SECO and IFC, a member of the World Bank, will cooperate with Egypt’s government organizations, including the General Authority for Foreign Investment (GAFI) as well as the private sector to improve Egypt’s overall business scene.

“[Part] of this program is directed with the public and private sector,” Luke Haggarty, IFC regional head of advisory services, told Daily News Egypt.

“We want to help facilitate the process for small and medium enterprises, help get the permits they need to expand their businesses. All of this will be done with GAFI and others.”

The initiative is meant to tackle the unemployment and lack of opportunity issues, which are challenging countries across the Middle East and North Africa.

“Switzerland supports IFC’s continued efforts in Egypt to build a better business environment because we know how important the private sector can be to a nation’s economic and social development,” said Stefano Toscano, Chargé d’affaires at the Swiss Embassy in Cairo, in a statement by IFC.

“Progress has been made in recent years to make doing business in the country easier, and we look forward to further improvements in the coming years with a view to creating an ever more diversified and inclusive economy.”

Among the problems that sparked Egypt’s January 25 Revolution is the fact that there is a vast number of youth and a growing job crisis.

“Egypt, like much of the region right now, is looking at a situation which is difficult. It was difficult before everything happened,” said Haggerty. “Youth unemployment is a major challenge in the region, so efforts to encourage job growth, entrepreneurship and new investment are now more important than ever.”

According to Haggarty, 30 percent of the working population in Egypt is under 25 and the region as a whole is seeing a “youth buzz.”

“For years, we have seen that there is a very large wave of young people coming, which means you need to create more jobs,” he pointed out.

“That becomes a lot more challenging when you have foreign direct investments thinking twice to come for business until they have more clarity on economic policies.”

Haggarty underlined that SMEs would be key players in helping Egypt’s market move forward in this murky economic period.

SMEs, which are seen as vital catalysts in growing economies, have often faced obstacles when acquiring business licenses or maintaining their financing, as well as legal issues in Egypt.

According to Haggarty, SMEs often account for 80-90 percent of employment in almost every economy.

“This [SMES] is a huge sector in Egypt, and are highly varied. There are very dynamic SMEs which are investing and can grow,” he added.

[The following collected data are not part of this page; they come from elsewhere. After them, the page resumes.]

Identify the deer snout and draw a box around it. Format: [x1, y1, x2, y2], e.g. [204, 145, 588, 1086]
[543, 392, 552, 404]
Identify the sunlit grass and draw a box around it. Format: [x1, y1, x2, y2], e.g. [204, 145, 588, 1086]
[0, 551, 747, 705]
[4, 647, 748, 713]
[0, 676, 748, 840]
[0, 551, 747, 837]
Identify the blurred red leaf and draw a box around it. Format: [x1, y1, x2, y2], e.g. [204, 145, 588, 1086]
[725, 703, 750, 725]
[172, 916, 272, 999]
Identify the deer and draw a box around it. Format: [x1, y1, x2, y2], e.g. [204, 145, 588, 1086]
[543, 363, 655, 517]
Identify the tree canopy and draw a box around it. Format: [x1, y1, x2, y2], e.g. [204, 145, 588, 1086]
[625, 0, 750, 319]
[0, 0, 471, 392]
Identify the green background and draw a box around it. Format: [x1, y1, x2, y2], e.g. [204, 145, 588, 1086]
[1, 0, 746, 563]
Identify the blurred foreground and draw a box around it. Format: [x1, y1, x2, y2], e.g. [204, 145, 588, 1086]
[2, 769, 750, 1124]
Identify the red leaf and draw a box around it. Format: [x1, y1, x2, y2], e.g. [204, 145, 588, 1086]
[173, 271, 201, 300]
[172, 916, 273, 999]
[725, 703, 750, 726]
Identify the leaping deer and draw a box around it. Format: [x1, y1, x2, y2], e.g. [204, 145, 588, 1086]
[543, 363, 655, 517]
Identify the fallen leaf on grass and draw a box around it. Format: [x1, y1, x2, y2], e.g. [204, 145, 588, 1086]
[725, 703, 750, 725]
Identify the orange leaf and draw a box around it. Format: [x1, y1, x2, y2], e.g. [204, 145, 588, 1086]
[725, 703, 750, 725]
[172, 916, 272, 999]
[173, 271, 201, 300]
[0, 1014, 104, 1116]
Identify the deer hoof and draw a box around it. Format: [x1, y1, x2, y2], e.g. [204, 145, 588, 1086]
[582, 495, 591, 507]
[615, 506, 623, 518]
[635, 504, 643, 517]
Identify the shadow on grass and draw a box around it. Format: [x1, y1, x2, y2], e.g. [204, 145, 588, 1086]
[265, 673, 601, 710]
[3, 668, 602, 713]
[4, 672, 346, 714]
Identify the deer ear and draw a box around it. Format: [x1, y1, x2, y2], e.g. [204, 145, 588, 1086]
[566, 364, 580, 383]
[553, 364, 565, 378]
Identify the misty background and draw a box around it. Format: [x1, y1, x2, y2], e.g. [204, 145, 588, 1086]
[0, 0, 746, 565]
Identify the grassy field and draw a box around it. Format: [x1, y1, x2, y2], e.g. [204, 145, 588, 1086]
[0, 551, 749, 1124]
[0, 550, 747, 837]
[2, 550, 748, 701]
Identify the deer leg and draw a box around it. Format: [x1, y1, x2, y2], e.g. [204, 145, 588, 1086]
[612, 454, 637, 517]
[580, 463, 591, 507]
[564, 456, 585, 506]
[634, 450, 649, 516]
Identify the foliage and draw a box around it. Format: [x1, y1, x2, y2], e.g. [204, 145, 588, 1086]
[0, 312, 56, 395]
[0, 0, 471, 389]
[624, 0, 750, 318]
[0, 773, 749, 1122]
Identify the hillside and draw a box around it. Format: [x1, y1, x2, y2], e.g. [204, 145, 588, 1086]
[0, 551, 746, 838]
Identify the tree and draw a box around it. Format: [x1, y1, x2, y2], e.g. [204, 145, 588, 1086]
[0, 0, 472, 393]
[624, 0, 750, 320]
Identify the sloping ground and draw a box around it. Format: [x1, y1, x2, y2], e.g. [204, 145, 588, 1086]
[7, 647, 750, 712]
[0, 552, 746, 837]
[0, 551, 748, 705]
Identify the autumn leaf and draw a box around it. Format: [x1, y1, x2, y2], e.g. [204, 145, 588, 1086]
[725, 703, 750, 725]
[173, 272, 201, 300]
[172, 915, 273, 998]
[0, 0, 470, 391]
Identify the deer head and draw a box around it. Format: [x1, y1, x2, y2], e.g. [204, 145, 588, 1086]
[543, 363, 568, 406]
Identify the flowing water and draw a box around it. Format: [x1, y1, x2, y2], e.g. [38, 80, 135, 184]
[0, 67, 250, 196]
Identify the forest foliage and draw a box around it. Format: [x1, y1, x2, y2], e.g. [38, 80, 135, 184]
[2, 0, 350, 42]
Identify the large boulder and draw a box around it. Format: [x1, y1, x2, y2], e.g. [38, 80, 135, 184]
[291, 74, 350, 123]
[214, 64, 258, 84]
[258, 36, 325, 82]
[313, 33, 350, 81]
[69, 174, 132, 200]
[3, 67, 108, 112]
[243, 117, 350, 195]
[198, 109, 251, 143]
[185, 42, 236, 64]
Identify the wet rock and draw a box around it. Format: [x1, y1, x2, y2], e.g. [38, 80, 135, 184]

“One of the things that you’d want to do is increase opportunities in this sector, whether its for current people to expand, or from my point of view, what’s more important is allowing more people to come in.”

The IFC and SECO will also be committed to helping companies resolve their legal issues by going as far as training judges on how to quickly and efficiently deal with cases.

“Commercial disputes take about 1,000 days to get resolved,” said Haggarty.

“One of the things that we are trying to promote is mediation, where two of the parties get together with a private mediator to help them avoid going to court; we also want to be helping train judges, to show them that disputes can be easily solved.”

Haggerty also pointed out that often times it takes SMEs a couple tries before they succeed and this is normal.

“Big growth in jobs comes from small firms that are coming rapidly,” he said. “Those are dynamic firms that have good ideas and can grow rapidly; to be able to have access to finance or licensing is what they need.”

If a business happens to fail, he continued, the program would help them with the aftermath.

“Even if a firm is going under, we have to have a way to resolve the outstanding debts to recycle those assets back into the economy.”